The Cursed Impasse

Durer Melancholia
Albrecht Dürer, Melancolia I, c. 1514.

An impasse is a dreadful thing, particularly for any writer and thinker. It either signifies impending doom for a line of thought, the futility of one’s labour, or worse, the loss of inspiration which can only correlate with an unprofitable state of mindless grazing upon pastures which may yet retain their lustre. The impasse is a stupefying event that takes from its victim any intention of working toward something, filling its victim with a sense of faux inebriation and listlessness and severing him with acedia and robbing alacrity of its rightful place in the sun. Even worse is the debilitating randomness of such an event, for it robs its victim so viciously and so swiftly of his agency that it compels the weaker victim to abandon the pursuit altogether, and the stronger victim to the compulsions of the outside world, until the Muses dote upon him again.

This is the state that has afflicted me, in no small part, for a few hours now. Lying formless on a sofa like an oriental despot in my study, hoping that the day would be embellished and dramatised by the arrival of a cyclone, the first to hit urbs primus in Indis for more than a century, and comforted by the prospect of some dramatic occurrence outside, it felt that inspiration had left me to reside in some other body of its choosing. It is not often that this happens, but when it does, sentences no longer form with any fluidity and cadence, and it only reminds me of this from Yeats: “The best lack all conviction, while the worst / Are full of passionate intensity.”

Things haven’t fall apart yet, but this is a moment of fragility, of weakness, of a trough that both follows a crest and comes before it.
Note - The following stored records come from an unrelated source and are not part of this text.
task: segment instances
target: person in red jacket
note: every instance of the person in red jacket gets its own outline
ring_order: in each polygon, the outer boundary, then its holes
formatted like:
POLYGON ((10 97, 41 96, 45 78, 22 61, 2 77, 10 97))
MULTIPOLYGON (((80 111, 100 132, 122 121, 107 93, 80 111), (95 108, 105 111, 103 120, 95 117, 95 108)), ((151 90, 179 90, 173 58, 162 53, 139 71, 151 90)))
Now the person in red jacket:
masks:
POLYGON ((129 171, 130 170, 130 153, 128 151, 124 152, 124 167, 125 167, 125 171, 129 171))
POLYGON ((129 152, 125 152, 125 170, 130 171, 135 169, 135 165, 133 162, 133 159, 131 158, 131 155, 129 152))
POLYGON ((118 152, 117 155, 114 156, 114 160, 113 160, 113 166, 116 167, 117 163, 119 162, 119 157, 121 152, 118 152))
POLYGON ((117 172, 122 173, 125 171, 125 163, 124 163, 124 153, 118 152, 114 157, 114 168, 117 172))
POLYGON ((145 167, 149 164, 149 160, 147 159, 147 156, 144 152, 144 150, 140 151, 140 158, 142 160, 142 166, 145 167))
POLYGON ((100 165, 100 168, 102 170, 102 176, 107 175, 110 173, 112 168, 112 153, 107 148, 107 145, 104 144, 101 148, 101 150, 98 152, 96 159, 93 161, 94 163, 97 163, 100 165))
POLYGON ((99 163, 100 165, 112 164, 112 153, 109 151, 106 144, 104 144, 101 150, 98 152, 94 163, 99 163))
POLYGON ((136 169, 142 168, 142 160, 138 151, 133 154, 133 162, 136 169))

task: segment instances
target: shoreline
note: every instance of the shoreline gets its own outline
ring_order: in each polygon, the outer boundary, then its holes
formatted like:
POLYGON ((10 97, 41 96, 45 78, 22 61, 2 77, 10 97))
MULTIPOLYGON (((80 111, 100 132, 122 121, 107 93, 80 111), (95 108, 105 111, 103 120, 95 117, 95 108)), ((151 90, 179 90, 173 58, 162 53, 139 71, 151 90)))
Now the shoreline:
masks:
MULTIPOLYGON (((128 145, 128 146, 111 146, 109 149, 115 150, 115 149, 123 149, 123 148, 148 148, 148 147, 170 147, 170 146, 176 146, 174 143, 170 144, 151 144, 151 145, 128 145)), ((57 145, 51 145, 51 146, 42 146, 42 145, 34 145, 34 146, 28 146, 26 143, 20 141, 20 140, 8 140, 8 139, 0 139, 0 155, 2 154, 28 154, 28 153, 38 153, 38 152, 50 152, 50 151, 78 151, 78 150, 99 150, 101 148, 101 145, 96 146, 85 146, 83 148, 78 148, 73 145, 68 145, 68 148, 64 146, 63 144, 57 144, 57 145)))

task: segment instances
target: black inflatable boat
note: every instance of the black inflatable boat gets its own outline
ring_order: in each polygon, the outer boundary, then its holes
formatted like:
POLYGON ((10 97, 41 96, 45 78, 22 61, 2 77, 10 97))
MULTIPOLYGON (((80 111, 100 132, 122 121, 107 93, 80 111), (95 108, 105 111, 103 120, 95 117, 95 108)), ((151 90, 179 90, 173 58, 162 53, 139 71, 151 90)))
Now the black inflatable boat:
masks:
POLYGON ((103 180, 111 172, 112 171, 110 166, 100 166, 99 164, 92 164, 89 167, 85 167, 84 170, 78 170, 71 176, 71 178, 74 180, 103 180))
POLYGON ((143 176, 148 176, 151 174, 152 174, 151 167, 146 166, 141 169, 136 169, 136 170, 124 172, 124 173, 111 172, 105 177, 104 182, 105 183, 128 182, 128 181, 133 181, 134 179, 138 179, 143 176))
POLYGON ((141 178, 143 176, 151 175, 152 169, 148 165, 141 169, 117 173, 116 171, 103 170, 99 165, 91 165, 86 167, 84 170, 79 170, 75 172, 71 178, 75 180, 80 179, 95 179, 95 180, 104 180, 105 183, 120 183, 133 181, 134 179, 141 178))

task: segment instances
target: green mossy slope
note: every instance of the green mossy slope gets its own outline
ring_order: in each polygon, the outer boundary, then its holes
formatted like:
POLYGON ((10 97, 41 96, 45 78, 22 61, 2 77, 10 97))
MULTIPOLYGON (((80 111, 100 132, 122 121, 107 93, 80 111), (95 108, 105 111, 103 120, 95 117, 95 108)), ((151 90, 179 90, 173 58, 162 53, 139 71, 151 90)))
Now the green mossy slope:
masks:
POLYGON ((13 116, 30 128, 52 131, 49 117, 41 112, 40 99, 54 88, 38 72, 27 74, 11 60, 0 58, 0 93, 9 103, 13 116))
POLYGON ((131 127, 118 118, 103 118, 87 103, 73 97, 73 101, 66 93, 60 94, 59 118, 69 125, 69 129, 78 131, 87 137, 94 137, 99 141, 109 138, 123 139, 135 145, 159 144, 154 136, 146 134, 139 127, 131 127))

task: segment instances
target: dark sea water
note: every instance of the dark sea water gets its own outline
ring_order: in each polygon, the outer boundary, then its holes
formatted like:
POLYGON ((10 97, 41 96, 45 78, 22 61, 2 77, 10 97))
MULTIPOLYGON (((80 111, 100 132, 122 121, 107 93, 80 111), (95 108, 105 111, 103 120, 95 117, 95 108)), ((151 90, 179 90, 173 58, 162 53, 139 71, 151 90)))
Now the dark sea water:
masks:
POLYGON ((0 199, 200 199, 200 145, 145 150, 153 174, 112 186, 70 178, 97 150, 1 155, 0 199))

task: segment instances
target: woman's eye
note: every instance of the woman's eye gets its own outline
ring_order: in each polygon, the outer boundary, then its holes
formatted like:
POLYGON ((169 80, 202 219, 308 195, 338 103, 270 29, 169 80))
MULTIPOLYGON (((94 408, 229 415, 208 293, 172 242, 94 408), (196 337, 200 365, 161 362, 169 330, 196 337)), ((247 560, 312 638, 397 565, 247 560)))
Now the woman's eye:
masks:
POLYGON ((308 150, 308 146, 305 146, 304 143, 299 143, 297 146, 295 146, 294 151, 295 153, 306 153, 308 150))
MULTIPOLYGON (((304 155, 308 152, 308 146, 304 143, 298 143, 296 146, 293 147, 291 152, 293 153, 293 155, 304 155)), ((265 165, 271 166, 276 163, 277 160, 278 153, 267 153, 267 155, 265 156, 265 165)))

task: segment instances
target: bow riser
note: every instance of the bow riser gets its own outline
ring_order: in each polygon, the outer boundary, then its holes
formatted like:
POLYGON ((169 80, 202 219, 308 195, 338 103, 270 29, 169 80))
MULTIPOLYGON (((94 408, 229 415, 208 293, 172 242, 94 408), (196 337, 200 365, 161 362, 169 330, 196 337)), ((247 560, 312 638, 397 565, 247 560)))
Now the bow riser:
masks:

It seems to be the sort of risk one takes when one promises oneself to the vita contemplativa, the downside of living in a magical land, trying to climb up the ladder to the world of forms. It is the sort of wasteful despair that comes along when it is least welcome and when time is of the essence for some reason or the other, proving to be more than an irritation. Oftentimes, it is nature’s calling, to take a break, to slow down, to think slowly and carefully and not lose one’s links with the world that one inhabits at present.

Could this be a problem without a solution? Perhaps, though it is my ardent belief that these dreaded impasses can be profitable in their own fateful manner. By questioning the importance of the vita contemplativa and of the pursuit of the love of knowledge, it keeps the mind thinking and constantly justifying the importance of further study. It imbues in one a sort of soft scepticism that ensures that fleeting fancies are enjoyed briefly and then cast off when they prove no longer to be worth the demands of their time, and it ensures that one does not take oneself too seriously: the last being extremely important, because it is the goal of the humanist not to leave this world completely, but to pursue the studia humanitatis, to understand the feelings and sentiments of human inadequacy more fully, and to keep a watchful gaze on the world of forms whilst remaining fully in this world. Even Gibbon remained a Member of Parliament, fastidiously attending the House of Commons whilst engaged in the preliminary volumes of his magnum opus (and I do not use that phrase in the commonplace fashion which it now serves). As sincere and rigorous his admiration of Rome was, so was his dedication to the Whig cause of his time, and of his devotion to being English in general.

It is in times of cursed impasses that I often take recourse to the works of a priest, of the Delphic kind: Plutarch of Chaeronea, and his excellent Parallel Lives. They tell all sorts of stories, warn of moral lessons, and analyse the lives of great men, both Greek and Roman. They are didactic, but necessarily so, for the reader benefits from the reassuring guiding hand of the teacher, who does not coerce but only directs. Plutarch’s Lives are labours of love for both the author and his readers, and for the variety of impasse that is cursed but short, a single life provides enough in way of inspiration and thought to allay the unprofitable, lazy bandying of time off. Unlike Thucydides, it keeps the romance in history. It tells of Demosthenes’ own problems in oration, of his lisp and his uncharismatic character, and of how he overcome it: inspiration for any one who aspires to elocution and eloquence. If this cursed impasse did not spare even Demosthenes, who could not make a speech without preparing and working for it for hours in his ‘cave-study’ (perhaps like the cave where Romulus and Remus were reared), how would it spare a mere mortal like me? Plutarch is reassuring but not like a sunflower still gazing up even after the moon is lit up in its full splendour. His didacticism, which many seek to admonish, it precisely the reason why I go back to him, time and time again.